Pois, vamos a contas e dize-me: Como tens pago a Deus, tão bom e amoroso, o seu amor e bondade para contigo? Dir-me-ás, sem dúvida, que com ingratidão e pecados. E pesa-te essa ingratidão? Sem dúvida que sim e queres ressarcir a tua pesada ingratidão, amando quanto possas tão grande e amoroso benfeitor. Pois, olha, se assim é, já tens contrição perfeita, contrição de amor de Deus. Para facilitar, chama-se a esta contrição de amor de Deus, contrição de amor ou de caridade. Na mesma contrição de caridade, há uma mais levantada, que é quando alguém ama a Deus porque Ele é em si infinitamente formoso, glorioso, perfeito e digno de amor, prescindindo do seu amor e misericórdia para conosco. 

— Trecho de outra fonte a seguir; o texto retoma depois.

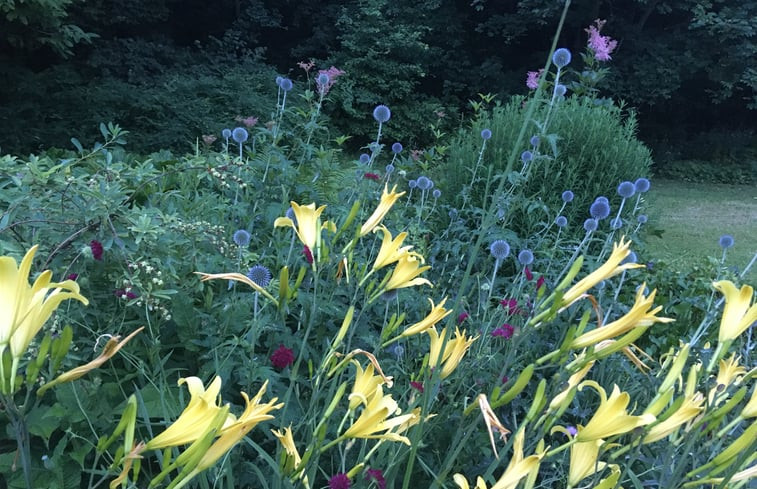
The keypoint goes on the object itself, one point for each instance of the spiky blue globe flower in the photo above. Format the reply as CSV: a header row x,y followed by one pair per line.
x,y
626,190
561,57
241,238
599,209
382,113
499,249
726,241
526,257
240,135
260,275
641,184
424,183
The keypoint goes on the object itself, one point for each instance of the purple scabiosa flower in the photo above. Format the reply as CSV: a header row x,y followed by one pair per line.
x,y
286,84
641,185
599,209
499,249
526,257
382,113
241,237
626,190
424,183
561,57
260,275
239,135
339,481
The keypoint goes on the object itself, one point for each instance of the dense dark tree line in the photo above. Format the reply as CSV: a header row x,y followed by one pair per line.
x,y
688,66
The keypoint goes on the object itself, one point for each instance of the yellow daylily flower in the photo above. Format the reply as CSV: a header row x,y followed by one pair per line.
x,y
364,387
738,315
437,314
308,227
197,417
640,315
453,351
611,417
691,407
387,201
609,269
25,308
375,421
573,381
406,273
391,250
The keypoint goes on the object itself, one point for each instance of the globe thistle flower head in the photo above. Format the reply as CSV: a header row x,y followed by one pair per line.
x,y
382,113
641,185
286,84
599,209
260,275
424,183
499,249
626,190
241,238
726,241
525,257
240,135
561,57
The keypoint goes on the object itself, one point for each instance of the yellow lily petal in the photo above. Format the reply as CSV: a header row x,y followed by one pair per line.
x,y
387,201
738,315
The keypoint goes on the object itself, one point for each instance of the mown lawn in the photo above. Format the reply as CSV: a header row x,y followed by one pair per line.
x,y
693,216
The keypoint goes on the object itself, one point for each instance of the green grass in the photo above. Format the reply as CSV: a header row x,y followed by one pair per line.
x,y
693,216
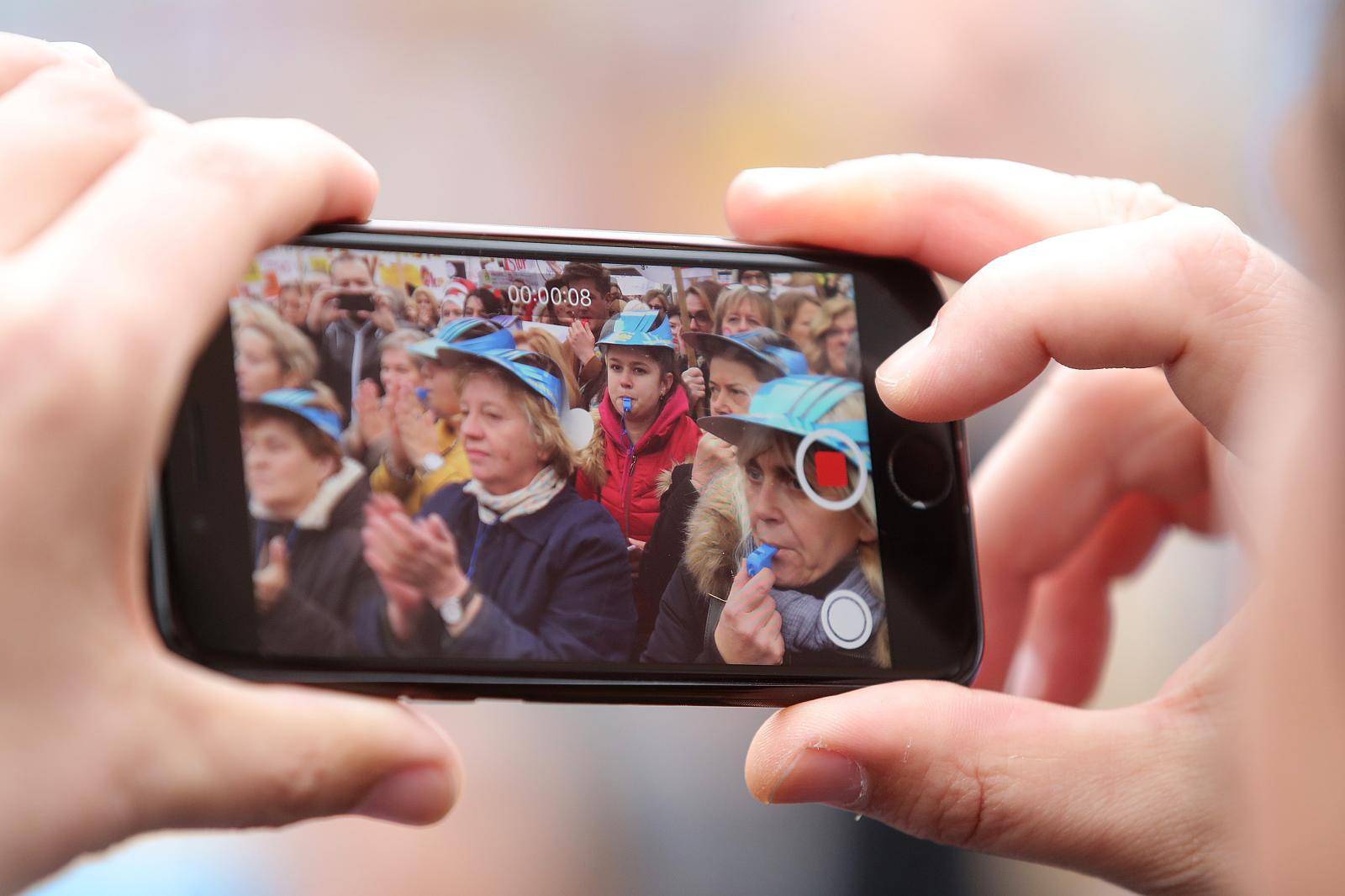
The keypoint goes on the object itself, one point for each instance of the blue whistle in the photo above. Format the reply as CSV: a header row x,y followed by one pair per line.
x,y
762,559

Há estrelas — e com esta comparação julgo que entenderás melhor — que, por estarem muito longe de nós, não as podemos distinguir, e, contudo, são tão grandes e formosas como o sol, que tão prodigamente nos dá o calor e a vida. Pois assim, ainda quando o homem não tivesse visto nem gozado nunca do amor de Deus, eterna estrela do céu, ainda quando Deus não tivesse criado o mundo nem criatura alguma, seria apesar disso grande, formoso, glorioso e digno de ser amado, porque é em si mesmo e para si, o bem mais excelente, o mais perfeito e digno de amor. Isto e não outra coisa quer dizer essa expressão que, mais de uma vez, terás encontrado nos devocionários e nas fórmulas do ato de contrição e te terá parecido talvez algum tanto obscura. Detém-te, pois, agora e contempla o amor de Deus; contempla-o, sobretudo, nos amargos sofrimentos do Salvador, a cuja luz o compreenderás tão facilmente como facilmente te arrebatará o coração. Eis aqui o modo de alcançar praticamente a contrição perfeita.

(Excertos da obra 'A Contrição Perfeita - Uma Chave de Ouro do Céu' do Pe. J.de Driesch, 1913).